I would further submit that monuments have this inevitable tendency to enshrine what is good about someone without recognition for their failures. Why else would anyone build a monument to another, if they would have to remind the present and future community about their failings? Battles deserve to be commemorated, though, because they helped forge the values and identity of the country which they fought for. There is no greater show of devotion than a man laying down his life for his homeland. President Trump rightfully donated his salary to preserve Gettysburg. I hope that the non-stop guardians for the Unknown Solider remain vigilant.
But won’t these sudden removals obliterate our society’s historical knowledge? What I have learned is that the harder that nefarious interests try to hide or cover up historical humiliations, the more evident they become. Adolph Hitler once quipped “Who remembers the Armenians?” referring to the 1915 genocide. The answer? The growing cohort of Armenian-Americans along with the entire nation of Armenia, and historians around the world. Holocaust denial may have reached a fevered pitch, but proof of the Holocaust has become more ample than ever.
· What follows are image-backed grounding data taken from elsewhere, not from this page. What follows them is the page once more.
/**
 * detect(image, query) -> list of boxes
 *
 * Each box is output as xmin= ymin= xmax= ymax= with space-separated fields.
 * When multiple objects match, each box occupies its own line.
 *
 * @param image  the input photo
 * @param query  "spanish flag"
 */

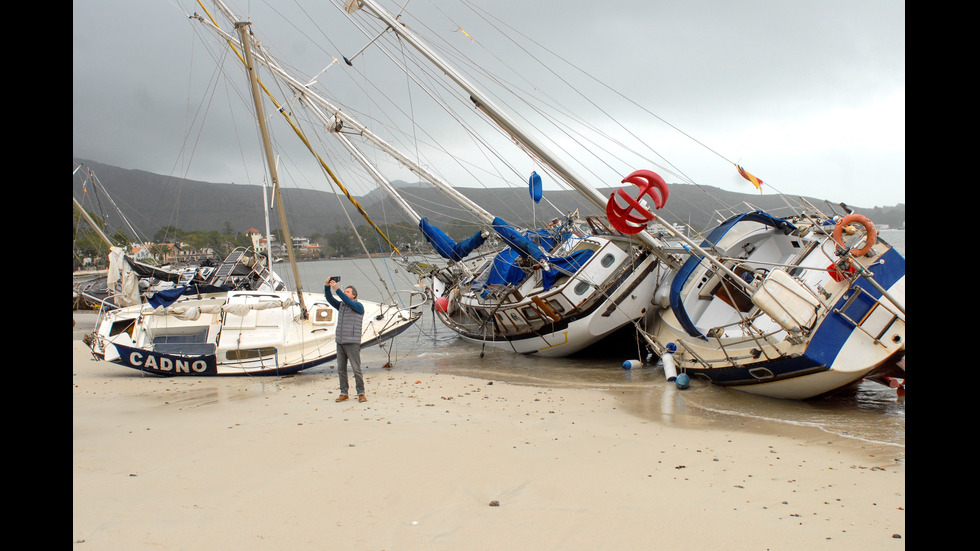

If Republicans in Washington had more backbone instead of supine spine, they would applaud the removal of these Confederate monuments, reminding the country that these were all Democratic slavery sympathizers. They would also praise President Trump for standing his ground, blasting the violence on both sides at Charlottesville, particularly from the Alt-Left. Trump even predicted then condemned where this monument-bashing movement would lead to: “Are we going to take down George Washington’s statue next?” My response is an emphatic “No!” Why? Even though he did own slaves, Washington fought to establish a new country, conceived in liberty, dedicated to a political culture which would eventually set slaves free and ensure the longest-lasting constitutional republic in world history.